VMware Site Recovery Manager is the company's disaster recovery product, which is an add-on product to vSphere and requires a vSphere license at both the primary and backup locations.
Rackspace engineers Pranav Parekh and Ranjit Singh walked attendees at the October Boston VMUG conference through some tips on using VMware's SRM DR product.
1. Prioritize your apps. When it comes to disaster recovery, the first decision is likely which apps you should protect. "Decide based on what's making you money," Parekh said. "Do that first, and everything else can wait." Session attendee Richard Leclair, systems engineer at a financial institution, said for his organization, that's part of the "process of going from protected to unprotected. We're working with application groups on priority one versus priority two apps."
SRM uses protection groups, which are array-based groups of VMs or data stores. A single protection group can be included in multiple recovery plans. These can be organized by business unit or technology, Parekh said, and users should decide what to fail over together or separately.
2. Work backwards. Make sure the DR target is in good shape. Have a DR site that's not within the same data center as your primary environment. Also, it's ideal to have a test network at the DR site -- Parekh said the preferred approach is a VLAN extension. SRM will orchestrate the IP changes. Also, DR sites don't need to be one-to-one -- you can have up to 10 production sites going to one DR site.
3. Read the fine print. The apps you've been using may not be supported by the vendor if they are moved using SRM. "Contact the app vendor. Tell them you are putting your VMs in an unclean state," Parekh said. "Sometimes complex apps may not be supported."
4. Map it out.
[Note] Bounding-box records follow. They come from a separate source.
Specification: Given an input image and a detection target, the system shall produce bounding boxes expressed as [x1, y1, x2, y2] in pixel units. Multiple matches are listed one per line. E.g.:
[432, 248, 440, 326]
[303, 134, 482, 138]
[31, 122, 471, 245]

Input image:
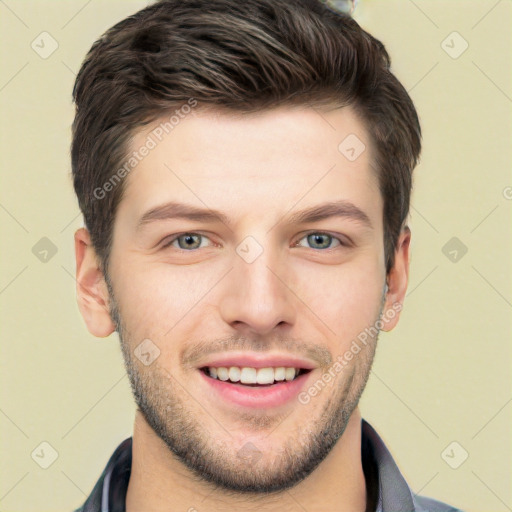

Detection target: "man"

Understand your architecture before you start moving anything with SRM. Understand the dependencies among your applications and systems, and map them out. "Documentation is key," Parekh said, adding that administrators should "set up a separate HA management cluster on both sides."
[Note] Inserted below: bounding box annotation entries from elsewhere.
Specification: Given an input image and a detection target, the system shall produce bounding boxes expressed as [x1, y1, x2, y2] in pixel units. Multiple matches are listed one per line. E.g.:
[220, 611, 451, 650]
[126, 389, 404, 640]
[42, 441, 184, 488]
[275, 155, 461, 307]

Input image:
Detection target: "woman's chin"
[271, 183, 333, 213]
5. Replicate for real. Next, assign priorities to applications and put them in replication for SRM. Within each priority, you can organize further, by the order in which you'd like individual VMs to be backed up.
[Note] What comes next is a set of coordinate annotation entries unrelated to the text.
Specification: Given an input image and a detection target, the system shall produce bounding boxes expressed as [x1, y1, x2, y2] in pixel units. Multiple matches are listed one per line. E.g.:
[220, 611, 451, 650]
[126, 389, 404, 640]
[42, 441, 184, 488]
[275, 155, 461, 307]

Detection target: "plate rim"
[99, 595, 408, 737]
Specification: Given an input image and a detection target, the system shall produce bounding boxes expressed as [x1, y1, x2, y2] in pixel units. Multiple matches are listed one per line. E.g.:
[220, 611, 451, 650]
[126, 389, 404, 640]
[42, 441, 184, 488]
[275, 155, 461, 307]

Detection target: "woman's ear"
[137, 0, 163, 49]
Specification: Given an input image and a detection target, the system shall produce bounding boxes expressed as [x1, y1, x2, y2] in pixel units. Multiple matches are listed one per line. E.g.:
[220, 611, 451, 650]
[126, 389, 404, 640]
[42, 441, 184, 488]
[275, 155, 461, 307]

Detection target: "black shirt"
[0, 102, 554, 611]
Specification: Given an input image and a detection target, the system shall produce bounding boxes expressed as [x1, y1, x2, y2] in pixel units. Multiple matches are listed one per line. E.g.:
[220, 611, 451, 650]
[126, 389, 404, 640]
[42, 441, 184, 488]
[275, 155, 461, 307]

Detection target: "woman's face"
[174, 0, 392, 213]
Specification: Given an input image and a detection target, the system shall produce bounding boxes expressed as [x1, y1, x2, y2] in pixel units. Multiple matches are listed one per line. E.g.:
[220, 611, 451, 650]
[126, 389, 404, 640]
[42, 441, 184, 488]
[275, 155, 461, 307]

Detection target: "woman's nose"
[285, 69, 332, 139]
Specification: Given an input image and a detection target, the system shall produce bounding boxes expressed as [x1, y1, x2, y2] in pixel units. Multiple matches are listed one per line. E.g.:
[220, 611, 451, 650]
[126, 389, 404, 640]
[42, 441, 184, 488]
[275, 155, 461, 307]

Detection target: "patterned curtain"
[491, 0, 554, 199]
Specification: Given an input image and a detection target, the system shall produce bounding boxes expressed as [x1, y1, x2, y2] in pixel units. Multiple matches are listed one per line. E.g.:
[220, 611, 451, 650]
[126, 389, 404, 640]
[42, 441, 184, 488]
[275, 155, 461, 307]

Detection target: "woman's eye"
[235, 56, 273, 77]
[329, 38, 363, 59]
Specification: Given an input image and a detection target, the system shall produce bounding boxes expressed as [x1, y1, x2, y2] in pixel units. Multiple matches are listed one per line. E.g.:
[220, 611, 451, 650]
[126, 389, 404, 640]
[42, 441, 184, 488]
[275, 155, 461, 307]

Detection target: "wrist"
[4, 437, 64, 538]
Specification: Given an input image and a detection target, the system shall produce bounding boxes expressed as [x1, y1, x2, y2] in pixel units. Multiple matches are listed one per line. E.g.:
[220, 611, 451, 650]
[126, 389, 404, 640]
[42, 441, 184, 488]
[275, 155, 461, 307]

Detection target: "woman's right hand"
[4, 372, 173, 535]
6. Stick to your path. Figure out how you'll approach the ongoing maintenance, migration and upgrade path at your DR site. When you're upgrading ESXi, for example, "upgrade at the DR site first to avoid compatibility issues" back at the main center, Parekh said.
Some other considerations in using SRM may be storage. Automating DR with SRM will split the storage capacity, so that some is used to power the VM and some is used to do the replication. That will reduce the VM's journal size. SRM is storage-agnostic but requires array pairs for replication.
In addition, you may need to reinstall vCenter version 5.1 or 5.5 if you initially did the "simple" install. Version 5.1 doesn't offer a multisite option at all, and 5.5 may need to be reinstalled using the "custom" option to support SRM, according to Singh. Also, take note of VM boot priorities and dependencies, as boot times may have to be increased to support SRM use.
Finally, remember that you can test SRM without shutting down. It may not be the real thing, but tests can show off those areas that need finessing. Leclair said his bank has installed SRM but hasn't yet experimented with it. "You don't know how well it works till there's a disaster," he said.